Table 1. Clinical trials that examined the effects of oleuropein on glucose homeostasis.
Reference |
Study Design |
Source, Main Content and Time of Exposure to Oleuropein |
Effects on Glucose Metabolism |
Kerimi et al. [6] |
RCT, double-blind, crossover 24 healthy volunteers |
Supplement vs. Placebo 35–200 mg—Single dose |
Reduction of Post-prandial glucose Inhibition of GLUT2 and maltase |
De Bock et al. [7] |
RCT, double-blind, crossover 46 overweight volunteers |
Olive Leaf vs. Placebo 51.1 mg vs. Placebo 12 weeks |
Improvement in insulin sensitivity Improvement in pancreatic β-cell responsiveness |
Hermans et al. [8] |
Prospective, open observational 663 Hypertensive patients |
Supplement 100 mg 8 weeks |
Reduction of fasting glucose |
Violi et al. [1] |
RCT, double-blind, crossover 25 healthy volunteers |
EVOO vs. Corn Oil 20 mg Single dose |
Reduction of post-prandial glucose Inhibition of DPP-4 Improvement in GLP-1 mediated insulin secretion |
Carnevale et al. [3] |
RCT, double-blind 20 healthy volunteers |
EVOO vs. Corn Oil 20 mg Single dose |
Reduction of post-prandial glucose Inhibition of DPP-4 Improvement in GLP-1 mediated insulin secretion |
Carnevale et al. [5] |
RCT, double-blind 30 patients with IGT |
EVOO vs. Corn Oil 20 mg Single dose |
Reduction of post-prandial glucose Inhibition of DPP-4 activity Improvement in GLP-1 mediated insulin secretion |
Del Ben et al. [9] |
RCT, single-blind 25 patients with Type 2 Diabetes 20 healthy volunteers |
EVOO Enriched vs. Standard Chocolate 40 mg Single dose |
Reduction of post-prandial glucose Inhibition of DPP-4 activity Improvement in GLP-1 mediated insulin secretion |
Clinical investigations have also tried to clarify some of the mechanisms that might mediate the effects of oleuropein on glucose metabolism. These investigations have brought the possibility that the incretin axis could be modulated by oleuropein to the forefront. The post-prandial glycemic profile was investigated in a crossover study of 25 healthy subjects that were randomly allocated to a Mediterranean diet with or without supplementation of oleuropein (20 mg). Two hours after the meal, subjects who ate oleuropein supplements had a significantly lower blood glucose and dipeptidyl-peptidase 4 (DPP-4) protein concentration and activity, and higher serum insulin and glucacon-like peptide-1 (GLP1) levels
[9]. As an extension of this study, the same research group reported that the effects of oleuropein on blood glucose and DPP-4 were associated with a significant reduction in markers of oxidative stress, such as soluble NADPH oxidase-derived peptide activity and 8-iso-prostaglandin-2α
[10]. The same protocol with a Mediterranean diet meal with or without oleuropein supplementation was later applied to 30 subjects with impaired fasting glucose
[11]. In agreement with the findings obtained in healthy subject, the meal containing oleuropein was associated with a reduction of blood glucose and DPP-4 activity and an increase in insulin and GLP-1, as compared to the meal without oleuropein. Finally, similar experiments were conducted with a crossover design in 25 type 2 diabetic patients who were randomized to receive 40 g of oleuropein in the form of oleuropein-enriched chocolate or control chocolate
[12]. In diabetic patients who received oleuropein-enriched (40 mg) chocolate, the increase in blood glucose following ingestion was smaller than in diabetic patients who received plain chocolate, and even in that case, the effect of oleuropein was associated with decreased DPP-4 activity.

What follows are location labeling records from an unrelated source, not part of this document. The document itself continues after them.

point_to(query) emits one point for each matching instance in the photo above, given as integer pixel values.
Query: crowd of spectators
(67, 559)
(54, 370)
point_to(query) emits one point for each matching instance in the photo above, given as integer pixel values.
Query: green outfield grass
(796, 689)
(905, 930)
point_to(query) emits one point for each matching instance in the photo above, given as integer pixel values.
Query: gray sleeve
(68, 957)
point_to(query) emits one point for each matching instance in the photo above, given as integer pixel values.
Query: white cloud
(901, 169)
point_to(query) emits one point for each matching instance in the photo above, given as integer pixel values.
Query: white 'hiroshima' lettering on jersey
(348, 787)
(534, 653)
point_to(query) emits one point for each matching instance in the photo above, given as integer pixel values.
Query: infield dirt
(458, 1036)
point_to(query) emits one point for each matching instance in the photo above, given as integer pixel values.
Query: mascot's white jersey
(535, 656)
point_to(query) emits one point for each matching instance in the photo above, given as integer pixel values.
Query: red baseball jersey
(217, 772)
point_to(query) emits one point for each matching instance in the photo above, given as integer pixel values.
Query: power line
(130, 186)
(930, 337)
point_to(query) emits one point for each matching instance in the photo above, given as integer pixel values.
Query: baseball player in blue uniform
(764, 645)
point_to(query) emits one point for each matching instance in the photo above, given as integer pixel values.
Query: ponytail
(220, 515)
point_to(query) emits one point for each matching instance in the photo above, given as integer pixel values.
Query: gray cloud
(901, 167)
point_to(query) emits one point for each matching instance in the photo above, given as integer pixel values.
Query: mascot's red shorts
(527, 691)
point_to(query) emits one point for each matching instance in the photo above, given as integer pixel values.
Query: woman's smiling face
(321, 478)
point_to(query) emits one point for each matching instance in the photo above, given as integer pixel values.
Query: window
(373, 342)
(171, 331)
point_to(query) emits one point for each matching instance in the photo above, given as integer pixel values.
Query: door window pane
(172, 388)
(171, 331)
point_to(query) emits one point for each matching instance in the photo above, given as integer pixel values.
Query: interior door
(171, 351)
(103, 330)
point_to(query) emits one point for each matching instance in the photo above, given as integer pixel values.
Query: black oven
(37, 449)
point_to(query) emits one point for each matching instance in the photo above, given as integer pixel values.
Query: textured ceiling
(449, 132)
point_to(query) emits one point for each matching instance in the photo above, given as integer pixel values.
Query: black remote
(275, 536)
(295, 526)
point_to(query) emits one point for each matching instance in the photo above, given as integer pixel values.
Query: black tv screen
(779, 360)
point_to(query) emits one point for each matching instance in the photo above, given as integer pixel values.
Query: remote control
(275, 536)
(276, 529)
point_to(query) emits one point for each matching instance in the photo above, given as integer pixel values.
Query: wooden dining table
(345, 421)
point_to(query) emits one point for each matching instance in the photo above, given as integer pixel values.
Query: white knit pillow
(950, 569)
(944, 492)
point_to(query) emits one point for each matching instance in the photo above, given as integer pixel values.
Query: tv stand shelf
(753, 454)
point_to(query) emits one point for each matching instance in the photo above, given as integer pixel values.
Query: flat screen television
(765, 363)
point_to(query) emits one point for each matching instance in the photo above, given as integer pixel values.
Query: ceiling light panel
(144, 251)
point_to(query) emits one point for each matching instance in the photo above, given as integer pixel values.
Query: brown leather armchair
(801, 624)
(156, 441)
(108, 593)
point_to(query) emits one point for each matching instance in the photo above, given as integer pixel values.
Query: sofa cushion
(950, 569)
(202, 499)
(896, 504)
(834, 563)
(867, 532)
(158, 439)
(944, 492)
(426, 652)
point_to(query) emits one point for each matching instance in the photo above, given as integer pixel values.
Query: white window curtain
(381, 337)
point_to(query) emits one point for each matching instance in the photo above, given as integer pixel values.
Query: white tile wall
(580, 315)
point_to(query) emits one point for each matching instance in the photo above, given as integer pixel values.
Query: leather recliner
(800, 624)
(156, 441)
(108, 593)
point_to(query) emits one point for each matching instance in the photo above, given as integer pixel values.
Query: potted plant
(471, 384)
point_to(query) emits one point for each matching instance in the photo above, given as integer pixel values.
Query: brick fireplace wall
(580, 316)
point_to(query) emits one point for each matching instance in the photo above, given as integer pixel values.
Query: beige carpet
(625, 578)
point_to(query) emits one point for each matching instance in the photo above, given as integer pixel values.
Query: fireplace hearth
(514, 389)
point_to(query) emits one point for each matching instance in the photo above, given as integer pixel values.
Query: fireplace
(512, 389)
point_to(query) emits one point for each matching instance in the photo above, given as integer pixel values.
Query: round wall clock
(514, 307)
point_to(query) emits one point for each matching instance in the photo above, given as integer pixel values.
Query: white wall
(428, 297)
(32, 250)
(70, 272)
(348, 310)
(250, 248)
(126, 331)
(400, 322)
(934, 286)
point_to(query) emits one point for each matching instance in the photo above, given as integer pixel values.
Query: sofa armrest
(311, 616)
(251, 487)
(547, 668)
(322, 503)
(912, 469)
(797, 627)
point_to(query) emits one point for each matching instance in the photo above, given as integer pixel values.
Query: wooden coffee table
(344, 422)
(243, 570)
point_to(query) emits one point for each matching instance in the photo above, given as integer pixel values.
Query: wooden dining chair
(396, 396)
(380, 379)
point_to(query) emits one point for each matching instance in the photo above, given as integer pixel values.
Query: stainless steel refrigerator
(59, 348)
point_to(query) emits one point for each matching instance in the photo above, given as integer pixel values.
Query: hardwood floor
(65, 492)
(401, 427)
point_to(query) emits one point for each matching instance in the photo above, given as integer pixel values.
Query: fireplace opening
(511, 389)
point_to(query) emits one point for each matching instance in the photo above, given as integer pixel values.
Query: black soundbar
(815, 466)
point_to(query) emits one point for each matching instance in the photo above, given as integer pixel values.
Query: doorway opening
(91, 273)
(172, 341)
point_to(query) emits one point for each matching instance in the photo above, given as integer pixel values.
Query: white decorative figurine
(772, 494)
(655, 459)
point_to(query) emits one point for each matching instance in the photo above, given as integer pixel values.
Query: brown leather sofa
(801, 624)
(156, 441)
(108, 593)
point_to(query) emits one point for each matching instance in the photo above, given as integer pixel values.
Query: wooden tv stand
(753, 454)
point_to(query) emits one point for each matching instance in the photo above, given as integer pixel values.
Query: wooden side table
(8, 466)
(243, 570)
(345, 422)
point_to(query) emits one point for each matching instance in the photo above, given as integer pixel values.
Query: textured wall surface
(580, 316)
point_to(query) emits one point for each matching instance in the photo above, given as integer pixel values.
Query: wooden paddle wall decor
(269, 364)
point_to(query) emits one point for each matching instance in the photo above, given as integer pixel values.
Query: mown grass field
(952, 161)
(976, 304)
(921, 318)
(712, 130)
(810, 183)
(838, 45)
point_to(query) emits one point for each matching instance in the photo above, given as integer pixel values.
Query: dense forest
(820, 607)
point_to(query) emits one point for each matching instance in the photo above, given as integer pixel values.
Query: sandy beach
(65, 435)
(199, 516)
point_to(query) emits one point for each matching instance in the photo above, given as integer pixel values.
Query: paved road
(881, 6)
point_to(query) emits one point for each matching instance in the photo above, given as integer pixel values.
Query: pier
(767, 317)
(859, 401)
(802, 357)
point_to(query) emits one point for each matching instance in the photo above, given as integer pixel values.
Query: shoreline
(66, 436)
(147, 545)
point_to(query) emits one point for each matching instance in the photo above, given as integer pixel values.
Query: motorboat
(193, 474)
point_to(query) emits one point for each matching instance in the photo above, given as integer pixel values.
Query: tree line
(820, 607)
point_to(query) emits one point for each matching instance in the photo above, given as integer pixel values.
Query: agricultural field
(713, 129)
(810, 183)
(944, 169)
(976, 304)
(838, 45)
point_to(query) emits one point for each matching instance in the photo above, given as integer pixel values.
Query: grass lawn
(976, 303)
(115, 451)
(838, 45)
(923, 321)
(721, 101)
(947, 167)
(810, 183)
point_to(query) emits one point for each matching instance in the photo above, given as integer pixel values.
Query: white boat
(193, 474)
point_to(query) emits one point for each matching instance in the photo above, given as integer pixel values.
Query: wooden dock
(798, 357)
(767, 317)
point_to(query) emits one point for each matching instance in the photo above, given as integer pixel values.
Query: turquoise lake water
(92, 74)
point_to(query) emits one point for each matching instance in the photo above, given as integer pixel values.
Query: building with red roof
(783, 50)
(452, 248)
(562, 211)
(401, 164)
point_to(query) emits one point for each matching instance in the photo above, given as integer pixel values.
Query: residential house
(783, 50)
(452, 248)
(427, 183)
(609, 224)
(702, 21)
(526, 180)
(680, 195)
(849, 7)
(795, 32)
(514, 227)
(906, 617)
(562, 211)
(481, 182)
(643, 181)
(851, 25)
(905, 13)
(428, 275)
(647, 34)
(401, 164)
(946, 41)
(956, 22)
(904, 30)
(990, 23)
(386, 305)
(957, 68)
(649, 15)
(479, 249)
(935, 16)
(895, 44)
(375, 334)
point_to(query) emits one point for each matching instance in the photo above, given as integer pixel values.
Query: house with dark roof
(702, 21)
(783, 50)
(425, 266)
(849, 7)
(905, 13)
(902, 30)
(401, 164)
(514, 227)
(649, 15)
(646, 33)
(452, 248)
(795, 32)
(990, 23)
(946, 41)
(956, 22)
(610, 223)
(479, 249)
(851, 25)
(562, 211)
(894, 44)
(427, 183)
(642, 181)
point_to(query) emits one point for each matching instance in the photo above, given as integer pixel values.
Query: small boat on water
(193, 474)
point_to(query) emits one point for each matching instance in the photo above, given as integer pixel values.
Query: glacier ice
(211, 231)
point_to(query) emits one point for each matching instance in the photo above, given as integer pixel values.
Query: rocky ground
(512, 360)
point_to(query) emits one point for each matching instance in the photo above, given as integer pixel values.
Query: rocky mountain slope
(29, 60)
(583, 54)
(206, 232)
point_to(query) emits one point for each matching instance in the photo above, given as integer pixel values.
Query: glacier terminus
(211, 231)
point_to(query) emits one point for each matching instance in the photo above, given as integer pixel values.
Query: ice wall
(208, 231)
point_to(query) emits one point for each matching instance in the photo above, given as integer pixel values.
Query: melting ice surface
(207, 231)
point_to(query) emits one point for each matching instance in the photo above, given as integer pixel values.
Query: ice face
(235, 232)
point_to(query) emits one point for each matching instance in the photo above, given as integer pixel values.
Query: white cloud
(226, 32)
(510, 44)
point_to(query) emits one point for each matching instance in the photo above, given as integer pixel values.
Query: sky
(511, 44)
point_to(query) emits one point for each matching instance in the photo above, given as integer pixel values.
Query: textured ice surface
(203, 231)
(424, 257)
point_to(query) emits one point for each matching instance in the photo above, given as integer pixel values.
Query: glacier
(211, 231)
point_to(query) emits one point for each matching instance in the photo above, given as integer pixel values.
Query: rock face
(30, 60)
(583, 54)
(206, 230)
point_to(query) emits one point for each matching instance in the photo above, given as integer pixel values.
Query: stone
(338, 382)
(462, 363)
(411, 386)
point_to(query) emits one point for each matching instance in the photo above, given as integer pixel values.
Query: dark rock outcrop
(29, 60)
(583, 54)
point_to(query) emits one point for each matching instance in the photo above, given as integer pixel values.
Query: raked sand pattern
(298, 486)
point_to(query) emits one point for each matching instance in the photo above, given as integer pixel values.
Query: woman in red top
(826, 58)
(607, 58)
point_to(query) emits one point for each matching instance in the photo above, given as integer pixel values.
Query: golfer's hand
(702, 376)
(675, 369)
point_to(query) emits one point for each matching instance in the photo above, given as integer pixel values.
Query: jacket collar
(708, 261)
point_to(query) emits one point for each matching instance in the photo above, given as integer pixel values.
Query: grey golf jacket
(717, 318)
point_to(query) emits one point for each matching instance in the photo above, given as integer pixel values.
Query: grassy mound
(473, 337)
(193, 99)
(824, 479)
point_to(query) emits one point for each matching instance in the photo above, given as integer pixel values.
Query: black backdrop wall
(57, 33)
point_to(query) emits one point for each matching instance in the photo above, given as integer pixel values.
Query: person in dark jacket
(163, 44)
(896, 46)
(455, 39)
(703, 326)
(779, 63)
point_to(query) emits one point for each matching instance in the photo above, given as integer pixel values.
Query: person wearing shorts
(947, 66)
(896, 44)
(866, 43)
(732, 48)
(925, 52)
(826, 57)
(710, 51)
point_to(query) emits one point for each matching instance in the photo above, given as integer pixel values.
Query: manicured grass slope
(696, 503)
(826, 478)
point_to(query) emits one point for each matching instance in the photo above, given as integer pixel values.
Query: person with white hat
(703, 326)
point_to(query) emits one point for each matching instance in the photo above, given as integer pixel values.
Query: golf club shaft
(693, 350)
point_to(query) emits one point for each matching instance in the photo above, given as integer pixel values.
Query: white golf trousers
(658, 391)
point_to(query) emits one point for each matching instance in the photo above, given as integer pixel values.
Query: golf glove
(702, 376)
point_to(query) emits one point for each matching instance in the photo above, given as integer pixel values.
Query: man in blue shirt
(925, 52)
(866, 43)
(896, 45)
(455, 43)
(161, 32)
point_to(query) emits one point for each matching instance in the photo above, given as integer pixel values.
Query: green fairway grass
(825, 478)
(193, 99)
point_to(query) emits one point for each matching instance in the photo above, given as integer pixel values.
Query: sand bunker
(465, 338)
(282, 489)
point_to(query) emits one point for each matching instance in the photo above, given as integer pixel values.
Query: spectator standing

In summary, initial clinical observations suggest that there is a potential for oleuropein use in the control of hyperglycemia. The findings suggest that oleuropein might decrease post-prandial blood glucose with a mechanism that counteracts oxidative stress-mediated incretin down-regulation. While more comprehensive evidence is required, the effects of oleuropein might provide both preventive and therapeutic benefits to patients with type 2 diabetes. Due to the significant variability in doses of refined oleuropein that were used in acute and chronic studies, and in the amount of oleuropein contained in EVOO, the current evidence does not allow us to establish suitable doses of this compound for clinical use.